I know you’re with me on this. More than two million people have been invited to view it, so I imagine that it’s made its way across your feed at least once or twice. Since reading is apparently a challenge for me, a writer and publishing professional, the first few times I ignored the ‘-er’ and assumed it was some kind of show for a band or artist. The first few friends Facebook told me were attending were all from the DC area, so I assumed it was something to be ignored. But over the course of a week it seemed to be showing up more and more, and now New York friends were attending as well. So I shook off my adult onset dyslexia, and actually clicked on the event link and learned about this amazing occurrence.

Growing up, I was fascinated by the idea that Halley’s comet only came around maybe once in our lifetime. It’s fabled that Mark Twain was born the same month the comet passed in 1835 and died the same month it passed 75 years later. The Leonids pass by more frequently, about every 33 years, but that still offers a few precious chances to see them. To think that I would have been wholly unaware of their existence if it hadn’t been for Facebook is also kind of sad, but luckily the relentless news feed wouldn’t let me ignore it forever.

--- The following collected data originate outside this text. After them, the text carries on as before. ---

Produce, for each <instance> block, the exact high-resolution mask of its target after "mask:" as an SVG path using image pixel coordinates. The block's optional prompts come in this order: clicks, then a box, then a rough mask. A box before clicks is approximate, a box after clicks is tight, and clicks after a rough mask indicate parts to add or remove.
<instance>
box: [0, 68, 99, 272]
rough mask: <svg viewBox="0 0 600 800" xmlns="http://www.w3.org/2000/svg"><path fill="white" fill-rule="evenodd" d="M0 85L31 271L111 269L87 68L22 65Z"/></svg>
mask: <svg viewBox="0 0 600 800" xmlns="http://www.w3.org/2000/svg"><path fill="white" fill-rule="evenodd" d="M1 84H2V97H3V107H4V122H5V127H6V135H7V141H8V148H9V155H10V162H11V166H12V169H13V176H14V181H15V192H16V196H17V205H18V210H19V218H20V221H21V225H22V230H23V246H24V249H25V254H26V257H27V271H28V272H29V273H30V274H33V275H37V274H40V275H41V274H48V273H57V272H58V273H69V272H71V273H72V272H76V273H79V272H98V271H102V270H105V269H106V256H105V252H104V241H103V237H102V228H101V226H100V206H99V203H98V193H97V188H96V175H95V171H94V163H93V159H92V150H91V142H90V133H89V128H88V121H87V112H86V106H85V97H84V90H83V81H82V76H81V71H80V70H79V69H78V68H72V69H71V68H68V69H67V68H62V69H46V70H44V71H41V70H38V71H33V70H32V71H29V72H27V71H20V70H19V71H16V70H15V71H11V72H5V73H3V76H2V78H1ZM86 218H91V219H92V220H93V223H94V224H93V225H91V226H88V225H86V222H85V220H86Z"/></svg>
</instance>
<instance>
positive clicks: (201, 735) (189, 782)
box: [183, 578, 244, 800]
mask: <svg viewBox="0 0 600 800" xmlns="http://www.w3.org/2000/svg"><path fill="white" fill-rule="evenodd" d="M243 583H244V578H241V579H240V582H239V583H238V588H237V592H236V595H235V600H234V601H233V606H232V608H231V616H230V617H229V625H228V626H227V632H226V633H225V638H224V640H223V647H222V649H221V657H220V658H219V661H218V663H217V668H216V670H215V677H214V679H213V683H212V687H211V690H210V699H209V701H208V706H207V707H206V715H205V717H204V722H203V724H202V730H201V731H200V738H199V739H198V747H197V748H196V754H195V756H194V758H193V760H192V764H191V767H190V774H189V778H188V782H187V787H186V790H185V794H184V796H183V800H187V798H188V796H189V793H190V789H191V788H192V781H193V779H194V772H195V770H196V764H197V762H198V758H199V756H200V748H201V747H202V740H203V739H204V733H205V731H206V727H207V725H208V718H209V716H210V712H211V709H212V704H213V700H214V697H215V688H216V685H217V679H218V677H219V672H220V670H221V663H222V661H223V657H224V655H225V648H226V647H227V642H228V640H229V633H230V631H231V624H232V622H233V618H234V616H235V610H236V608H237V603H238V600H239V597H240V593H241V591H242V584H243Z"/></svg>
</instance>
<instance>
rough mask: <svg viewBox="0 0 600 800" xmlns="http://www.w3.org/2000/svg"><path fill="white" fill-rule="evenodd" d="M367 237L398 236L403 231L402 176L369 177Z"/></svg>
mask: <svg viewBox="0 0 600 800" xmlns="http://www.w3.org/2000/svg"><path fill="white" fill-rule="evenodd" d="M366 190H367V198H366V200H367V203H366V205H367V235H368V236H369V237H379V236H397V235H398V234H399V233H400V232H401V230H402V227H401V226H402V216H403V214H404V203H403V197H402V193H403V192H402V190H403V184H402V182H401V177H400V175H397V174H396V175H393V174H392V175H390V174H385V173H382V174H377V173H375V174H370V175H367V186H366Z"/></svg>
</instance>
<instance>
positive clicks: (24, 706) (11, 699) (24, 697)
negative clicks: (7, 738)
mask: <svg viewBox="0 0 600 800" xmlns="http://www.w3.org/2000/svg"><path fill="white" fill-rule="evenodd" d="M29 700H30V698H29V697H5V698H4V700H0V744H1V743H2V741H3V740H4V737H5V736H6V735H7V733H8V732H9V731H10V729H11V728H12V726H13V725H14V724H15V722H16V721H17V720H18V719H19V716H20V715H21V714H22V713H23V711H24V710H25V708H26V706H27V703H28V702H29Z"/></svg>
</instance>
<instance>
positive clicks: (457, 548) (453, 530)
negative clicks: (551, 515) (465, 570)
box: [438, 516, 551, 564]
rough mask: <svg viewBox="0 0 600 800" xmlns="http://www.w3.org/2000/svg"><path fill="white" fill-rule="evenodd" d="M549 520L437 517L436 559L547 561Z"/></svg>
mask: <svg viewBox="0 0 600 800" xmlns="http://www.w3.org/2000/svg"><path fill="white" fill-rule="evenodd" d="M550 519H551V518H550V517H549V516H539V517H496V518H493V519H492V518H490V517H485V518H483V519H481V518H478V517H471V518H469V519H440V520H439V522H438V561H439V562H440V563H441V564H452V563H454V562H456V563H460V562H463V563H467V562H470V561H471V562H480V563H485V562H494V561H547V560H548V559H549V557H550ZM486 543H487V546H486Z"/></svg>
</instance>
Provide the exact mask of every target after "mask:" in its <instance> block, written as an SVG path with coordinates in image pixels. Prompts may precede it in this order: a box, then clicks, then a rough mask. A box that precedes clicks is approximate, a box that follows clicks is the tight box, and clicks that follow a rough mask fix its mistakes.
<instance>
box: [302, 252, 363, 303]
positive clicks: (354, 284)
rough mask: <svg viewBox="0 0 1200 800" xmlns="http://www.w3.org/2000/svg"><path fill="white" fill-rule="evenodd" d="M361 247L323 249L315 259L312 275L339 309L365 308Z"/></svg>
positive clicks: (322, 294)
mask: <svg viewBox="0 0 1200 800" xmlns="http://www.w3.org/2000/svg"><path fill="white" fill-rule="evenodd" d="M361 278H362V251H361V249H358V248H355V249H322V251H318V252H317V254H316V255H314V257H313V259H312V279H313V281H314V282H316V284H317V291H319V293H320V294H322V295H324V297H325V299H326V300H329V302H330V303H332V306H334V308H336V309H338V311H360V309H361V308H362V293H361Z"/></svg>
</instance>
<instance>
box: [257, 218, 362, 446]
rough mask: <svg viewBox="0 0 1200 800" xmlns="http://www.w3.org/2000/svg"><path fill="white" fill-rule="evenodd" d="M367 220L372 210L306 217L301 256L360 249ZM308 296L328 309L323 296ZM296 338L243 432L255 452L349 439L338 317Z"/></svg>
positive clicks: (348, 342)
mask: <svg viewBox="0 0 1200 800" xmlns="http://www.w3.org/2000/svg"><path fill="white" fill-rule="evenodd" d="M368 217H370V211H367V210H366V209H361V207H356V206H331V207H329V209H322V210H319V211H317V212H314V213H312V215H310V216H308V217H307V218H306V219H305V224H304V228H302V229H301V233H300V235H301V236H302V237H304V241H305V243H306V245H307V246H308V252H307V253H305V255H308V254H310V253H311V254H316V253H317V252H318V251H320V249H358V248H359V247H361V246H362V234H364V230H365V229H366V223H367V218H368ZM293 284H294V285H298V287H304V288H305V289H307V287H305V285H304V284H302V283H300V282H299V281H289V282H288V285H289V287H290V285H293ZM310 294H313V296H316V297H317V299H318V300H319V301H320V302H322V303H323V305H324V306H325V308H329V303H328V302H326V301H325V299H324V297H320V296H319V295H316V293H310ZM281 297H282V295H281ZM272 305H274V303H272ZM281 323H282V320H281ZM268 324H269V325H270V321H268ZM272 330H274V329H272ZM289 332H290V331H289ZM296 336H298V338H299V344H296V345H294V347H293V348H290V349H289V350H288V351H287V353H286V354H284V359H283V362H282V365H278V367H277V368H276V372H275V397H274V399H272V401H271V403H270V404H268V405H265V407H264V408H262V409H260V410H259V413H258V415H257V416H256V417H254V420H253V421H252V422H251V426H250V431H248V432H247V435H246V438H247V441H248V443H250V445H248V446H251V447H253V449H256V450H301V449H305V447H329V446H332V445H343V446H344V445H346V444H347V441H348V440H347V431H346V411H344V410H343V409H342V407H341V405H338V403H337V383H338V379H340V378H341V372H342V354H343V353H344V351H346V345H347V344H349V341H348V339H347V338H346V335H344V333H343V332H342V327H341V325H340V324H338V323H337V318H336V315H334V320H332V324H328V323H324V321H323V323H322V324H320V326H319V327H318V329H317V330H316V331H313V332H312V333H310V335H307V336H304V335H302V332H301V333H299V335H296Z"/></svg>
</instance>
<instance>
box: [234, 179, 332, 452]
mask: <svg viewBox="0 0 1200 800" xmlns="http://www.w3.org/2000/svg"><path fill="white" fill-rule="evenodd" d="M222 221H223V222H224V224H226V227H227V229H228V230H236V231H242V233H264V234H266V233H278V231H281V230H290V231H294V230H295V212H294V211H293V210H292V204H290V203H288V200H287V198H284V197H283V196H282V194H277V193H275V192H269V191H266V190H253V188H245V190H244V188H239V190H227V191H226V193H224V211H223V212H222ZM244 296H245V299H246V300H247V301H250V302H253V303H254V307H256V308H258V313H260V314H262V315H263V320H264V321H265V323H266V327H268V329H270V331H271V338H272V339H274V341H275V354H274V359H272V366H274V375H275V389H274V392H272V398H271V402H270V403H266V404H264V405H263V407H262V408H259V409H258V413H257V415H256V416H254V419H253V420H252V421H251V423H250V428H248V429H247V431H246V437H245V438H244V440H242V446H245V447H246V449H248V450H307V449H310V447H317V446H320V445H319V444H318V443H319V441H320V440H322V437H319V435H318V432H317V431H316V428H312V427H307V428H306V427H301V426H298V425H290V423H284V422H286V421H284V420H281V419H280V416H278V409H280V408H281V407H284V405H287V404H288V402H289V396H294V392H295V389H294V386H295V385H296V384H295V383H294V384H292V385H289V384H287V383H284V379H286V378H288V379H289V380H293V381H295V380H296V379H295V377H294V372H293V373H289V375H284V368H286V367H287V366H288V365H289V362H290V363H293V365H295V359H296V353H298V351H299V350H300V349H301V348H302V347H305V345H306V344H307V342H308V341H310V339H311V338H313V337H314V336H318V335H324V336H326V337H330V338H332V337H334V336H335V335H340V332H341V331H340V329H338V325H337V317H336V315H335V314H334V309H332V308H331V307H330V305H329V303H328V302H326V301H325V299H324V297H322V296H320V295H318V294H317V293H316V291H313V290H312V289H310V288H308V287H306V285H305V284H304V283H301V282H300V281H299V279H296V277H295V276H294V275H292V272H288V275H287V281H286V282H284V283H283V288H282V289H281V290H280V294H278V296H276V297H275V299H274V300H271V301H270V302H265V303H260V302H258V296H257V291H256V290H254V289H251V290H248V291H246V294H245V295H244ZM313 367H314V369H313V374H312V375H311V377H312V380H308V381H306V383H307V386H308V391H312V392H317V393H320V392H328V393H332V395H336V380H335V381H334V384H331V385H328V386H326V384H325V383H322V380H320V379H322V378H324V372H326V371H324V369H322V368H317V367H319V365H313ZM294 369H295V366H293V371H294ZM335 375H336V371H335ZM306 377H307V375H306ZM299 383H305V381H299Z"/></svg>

No matter how many updates they make to the News Feed it will always be an instrument of torture in some ways. There will still be boys I want to block or hide, exes I wish had become grossly obese if they insist on being happy in new relationships, and crushes who’s cuteness will continue to flatten my spirit. But like this event, whose popularity among my friends demanded my attention, Facebook will also remind of us opportunities we may have initially missed to live or love.

Early this morning was the peak time to view the stream of meteors, but if you missed it, it is expected to continue tonight. I would think that most of you reading this will still be around when they come back in a few decades, but when you only have one night to get the best view, who’s to say what may be occupying your time. So stay up late, or set an early alarm. Like me, you may be standing on your roof alone, but millions will be doing the same around the world, and one of those may just be standing with you the next time the Leonids pass us by.

B.B. Nichols lives and works in New York. He has been writing Everybody Does It since 2005.